No, wait, that’s way too informal for someone once knighted by the Queen. It’s Sir Ive, no? Let’s just go with that, before your judgmental stare burns a hole clean through us.

Dear Sir Ive:

After 27 years at Apple, you’ve decided to leave to start your own firm. Since you spearheaded the design of some of the world’s most iconic tech products—including the iMac, iPod, iPhone, and Apple Watch—we can only assume that your per-hour rate is going to be insane, no? As in, if a furniture firm wants you to design their latest armchair, they’re going to pay you the equivalent of the GDP of a small island nation.

For all we know, you’ll demand payment in small island nations, which will efficiently weed out all but the largest clients. We know that Apple is going to rely heavily on your new firm, no doubt commissioning future generations of Watches and iPhones and maybe even an AR headset, and with their spare cash, they could buy you Barbados and Cuba.

Of course, all that won’t stop some naïve PR rep for a local coffee chain from Googling designers, seeing your new firm’s website (you’re doing a website, right?), not making the connection between “Jony Ive” and “iPhone,” and emailing the general-inquiries address to ask if you’d be willing to design a new logo in exchange for a gift card and “the exposure.”

Just ignore those offers. You’re intensely aware that the only suitable payment for good work is cold, hard cash—after all, an all-options iPhone XS with 512GB of storage can run a cool $1449. But fantastic design is truly priceless, as we all know.

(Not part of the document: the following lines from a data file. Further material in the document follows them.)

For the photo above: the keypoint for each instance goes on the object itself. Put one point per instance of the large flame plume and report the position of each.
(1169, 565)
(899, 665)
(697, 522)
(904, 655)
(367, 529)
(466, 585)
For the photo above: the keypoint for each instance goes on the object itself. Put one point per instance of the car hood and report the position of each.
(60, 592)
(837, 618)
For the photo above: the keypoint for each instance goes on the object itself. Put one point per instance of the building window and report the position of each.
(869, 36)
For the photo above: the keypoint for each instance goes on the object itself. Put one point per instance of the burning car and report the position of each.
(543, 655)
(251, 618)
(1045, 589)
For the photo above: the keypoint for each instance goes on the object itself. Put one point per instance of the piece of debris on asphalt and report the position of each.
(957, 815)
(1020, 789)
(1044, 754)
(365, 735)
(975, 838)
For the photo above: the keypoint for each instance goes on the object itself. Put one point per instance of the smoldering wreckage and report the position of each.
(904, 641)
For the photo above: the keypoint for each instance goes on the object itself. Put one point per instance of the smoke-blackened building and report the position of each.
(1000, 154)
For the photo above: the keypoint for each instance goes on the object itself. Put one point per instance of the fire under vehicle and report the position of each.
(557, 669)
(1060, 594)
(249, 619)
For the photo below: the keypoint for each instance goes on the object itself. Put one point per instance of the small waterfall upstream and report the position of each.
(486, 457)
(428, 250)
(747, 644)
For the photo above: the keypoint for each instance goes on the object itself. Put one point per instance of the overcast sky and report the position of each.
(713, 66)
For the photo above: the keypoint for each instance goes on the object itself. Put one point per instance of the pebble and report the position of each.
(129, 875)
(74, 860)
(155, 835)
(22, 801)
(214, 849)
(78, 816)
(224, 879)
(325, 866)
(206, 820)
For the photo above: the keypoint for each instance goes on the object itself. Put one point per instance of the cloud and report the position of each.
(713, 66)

If you’re at a loss over how to choose the right clients, just follow this advice:

Search Out Those Who Value Wisdom and Experience

Clients should solicit your opinions instead of trying to dictate what they want. Ideally, they’ll try to make you feel like you’re part of the team, and ask what resources you’ll need to succeed. Of course, because you’re Jony frickin’ Ive, you likely won’t choose clients who refuse to hear what you have to say.

Clients Should Have Clear Goals

Clients should know what they want. If they drag you into a meeting and say something like, “Well, uh, Jony, no, sorry, Sir Jony, no, um, Sir Ive, we want to take our product, which brews coffee, but also make it a Siri-enabled speaker, and maybe we’ll want some ports or open space so we can slot things in later,” they clearly don’t know what they want. Steer clear.

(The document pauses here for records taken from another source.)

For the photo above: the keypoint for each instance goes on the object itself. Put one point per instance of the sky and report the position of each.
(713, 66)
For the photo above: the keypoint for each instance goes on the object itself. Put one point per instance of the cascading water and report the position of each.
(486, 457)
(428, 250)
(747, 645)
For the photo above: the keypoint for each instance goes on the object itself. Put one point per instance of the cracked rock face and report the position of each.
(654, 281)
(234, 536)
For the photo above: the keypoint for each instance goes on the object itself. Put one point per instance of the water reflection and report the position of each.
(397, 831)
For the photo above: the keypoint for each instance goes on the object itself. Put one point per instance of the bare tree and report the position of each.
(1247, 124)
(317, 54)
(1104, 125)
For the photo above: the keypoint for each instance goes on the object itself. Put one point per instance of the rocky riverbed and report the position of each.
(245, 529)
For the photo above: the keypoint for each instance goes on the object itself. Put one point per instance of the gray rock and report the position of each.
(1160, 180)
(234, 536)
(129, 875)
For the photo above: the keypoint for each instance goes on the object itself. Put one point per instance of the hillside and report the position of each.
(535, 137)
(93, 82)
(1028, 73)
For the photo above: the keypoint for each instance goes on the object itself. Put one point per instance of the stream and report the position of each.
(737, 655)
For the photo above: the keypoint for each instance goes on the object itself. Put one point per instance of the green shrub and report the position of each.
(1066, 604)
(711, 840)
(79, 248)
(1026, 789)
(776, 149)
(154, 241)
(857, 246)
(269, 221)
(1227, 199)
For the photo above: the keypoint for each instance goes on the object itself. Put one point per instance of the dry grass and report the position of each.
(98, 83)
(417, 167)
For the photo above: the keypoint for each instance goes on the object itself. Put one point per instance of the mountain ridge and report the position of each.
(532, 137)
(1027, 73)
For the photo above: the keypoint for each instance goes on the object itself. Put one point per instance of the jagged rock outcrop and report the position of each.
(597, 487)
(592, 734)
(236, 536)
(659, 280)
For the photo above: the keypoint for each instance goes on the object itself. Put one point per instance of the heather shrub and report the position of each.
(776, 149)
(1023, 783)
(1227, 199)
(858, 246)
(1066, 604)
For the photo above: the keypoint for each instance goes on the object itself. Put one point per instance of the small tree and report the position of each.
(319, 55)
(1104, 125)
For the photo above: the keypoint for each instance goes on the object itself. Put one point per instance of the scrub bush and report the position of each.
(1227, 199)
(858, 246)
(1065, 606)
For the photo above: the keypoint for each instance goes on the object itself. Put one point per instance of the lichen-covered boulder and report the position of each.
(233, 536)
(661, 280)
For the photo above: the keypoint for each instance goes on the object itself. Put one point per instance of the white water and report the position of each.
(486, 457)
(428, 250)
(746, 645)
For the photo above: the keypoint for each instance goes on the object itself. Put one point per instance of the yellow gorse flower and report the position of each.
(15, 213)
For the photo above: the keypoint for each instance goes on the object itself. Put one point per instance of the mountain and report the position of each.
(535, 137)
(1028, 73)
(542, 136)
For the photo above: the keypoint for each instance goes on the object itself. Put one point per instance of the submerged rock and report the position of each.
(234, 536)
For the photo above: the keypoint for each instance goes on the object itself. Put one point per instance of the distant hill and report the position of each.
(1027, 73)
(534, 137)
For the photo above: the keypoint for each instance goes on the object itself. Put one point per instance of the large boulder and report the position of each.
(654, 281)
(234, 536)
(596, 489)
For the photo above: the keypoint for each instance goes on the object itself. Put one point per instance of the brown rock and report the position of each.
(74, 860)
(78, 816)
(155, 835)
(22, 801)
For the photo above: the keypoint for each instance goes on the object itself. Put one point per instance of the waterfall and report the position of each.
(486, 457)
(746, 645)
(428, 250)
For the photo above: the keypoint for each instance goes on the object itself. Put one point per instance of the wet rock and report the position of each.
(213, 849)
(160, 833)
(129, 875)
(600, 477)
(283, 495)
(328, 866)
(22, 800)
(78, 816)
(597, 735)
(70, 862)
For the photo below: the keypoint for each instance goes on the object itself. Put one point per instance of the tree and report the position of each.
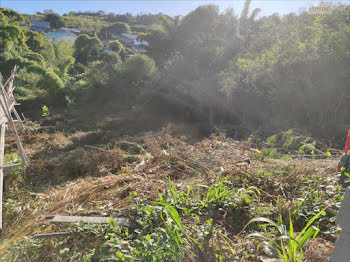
(54, 19)
(116, 46)
(87, 49)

And if they pronounce “aluminum” wrong (“It’s al-um-in-ium, you uncultured savages!”), then you have permission to burn their office down. Nobody will blame you, because you’re Jony Ive.

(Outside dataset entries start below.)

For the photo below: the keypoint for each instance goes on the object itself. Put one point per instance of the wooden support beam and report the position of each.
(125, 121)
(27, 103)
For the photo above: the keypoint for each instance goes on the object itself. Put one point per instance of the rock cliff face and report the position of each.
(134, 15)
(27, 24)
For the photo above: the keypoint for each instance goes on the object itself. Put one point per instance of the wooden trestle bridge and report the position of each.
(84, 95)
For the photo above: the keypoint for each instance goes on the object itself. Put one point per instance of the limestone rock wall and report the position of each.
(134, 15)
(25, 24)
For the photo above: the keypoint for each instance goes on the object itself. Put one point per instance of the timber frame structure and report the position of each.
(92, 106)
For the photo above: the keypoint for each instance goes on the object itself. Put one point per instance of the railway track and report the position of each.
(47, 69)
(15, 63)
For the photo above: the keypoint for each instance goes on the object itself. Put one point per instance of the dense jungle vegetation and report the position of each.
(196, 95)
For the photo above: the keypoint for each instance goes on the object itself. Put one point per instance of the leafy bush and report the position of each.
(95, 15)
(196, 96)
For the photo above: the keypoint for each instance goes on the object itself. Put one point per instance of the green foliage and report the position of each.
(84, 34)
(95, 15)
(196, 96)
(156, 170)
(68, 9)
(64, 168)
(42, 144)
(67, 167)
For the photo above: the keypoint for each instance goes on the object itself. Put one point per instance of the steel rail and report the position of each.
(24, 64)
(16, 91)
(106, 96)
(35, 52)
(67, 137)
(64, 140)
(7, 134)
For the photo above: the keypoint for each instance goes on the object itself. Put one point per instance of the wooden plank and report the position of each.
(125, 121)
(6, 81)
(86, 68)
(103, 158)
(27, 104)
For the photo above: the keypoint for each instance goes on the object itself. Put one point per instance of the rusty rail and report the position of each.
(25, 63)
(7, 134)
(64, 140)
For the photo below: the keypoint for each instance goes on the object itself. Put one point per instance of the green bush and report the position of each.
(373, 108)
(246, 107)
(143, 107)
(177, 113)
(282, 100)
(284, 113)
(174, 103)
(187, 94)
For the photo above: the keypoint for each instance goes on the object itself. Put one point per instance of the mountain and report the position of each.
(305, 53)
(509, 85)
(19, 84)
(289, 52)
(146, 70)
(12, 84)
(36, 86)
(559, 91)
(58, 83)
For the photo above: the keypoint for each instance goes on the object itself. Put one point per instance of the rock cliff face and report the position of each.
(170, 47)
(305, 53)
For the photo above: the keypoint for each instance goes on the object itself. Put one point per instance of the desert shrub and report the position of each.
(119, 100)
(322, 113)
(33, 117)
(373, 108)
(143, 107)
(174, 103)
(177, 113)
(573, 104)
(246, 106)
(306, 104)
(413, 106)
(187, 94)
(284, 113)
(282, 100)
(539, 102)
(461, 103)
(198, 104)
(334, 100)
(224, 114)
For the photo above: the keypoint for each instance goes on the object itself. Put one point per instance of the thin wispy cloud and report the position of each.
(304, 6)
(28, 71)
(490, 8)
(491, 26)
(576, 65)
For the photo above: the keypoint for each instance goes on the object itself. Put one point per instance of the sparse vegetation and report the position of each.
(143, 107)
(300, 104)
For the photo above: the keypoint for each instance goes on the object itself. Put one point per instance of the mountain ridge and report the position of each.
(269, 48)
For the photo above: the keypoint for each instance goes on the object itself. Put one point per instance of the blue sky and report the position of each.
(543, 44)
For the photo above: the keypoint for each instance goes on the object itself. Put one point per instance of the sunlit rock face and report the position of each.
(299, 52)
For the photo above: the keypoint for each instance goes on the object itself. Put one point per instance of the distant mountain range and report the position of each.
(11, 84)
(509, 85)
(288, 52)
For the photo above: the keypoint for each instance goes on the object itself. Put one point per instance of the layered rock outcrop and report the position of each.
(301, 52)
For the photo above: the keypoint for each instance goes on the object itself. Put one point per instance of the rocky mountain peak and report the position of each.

They Should Give You Autonomy

For most tech contractors, autonomy is a serious problem. We suspect you’ll have no issues with this, though.

Prompt Payment

We’re just guessing here, but we suspect money isn’t the primary motivator behind you setting out your shingle as an independent designer/contractor. Nonetheless, most contractors and designers charge some kind of retainer fee up front, and try to bake a schedule of payments into their contracts. That spares them from money-related headaches later.

If your primary client is Apple, they’re good for whatever you decide to charge. Trust us on that one. Keep repeating: My client can buy me an island.

According to the Dice Salary Survey, the average salary for independent contractors was $94,011 last year, so whatever you charge, you’re probably well ahead of the game. Good luck out there, Sir Ive!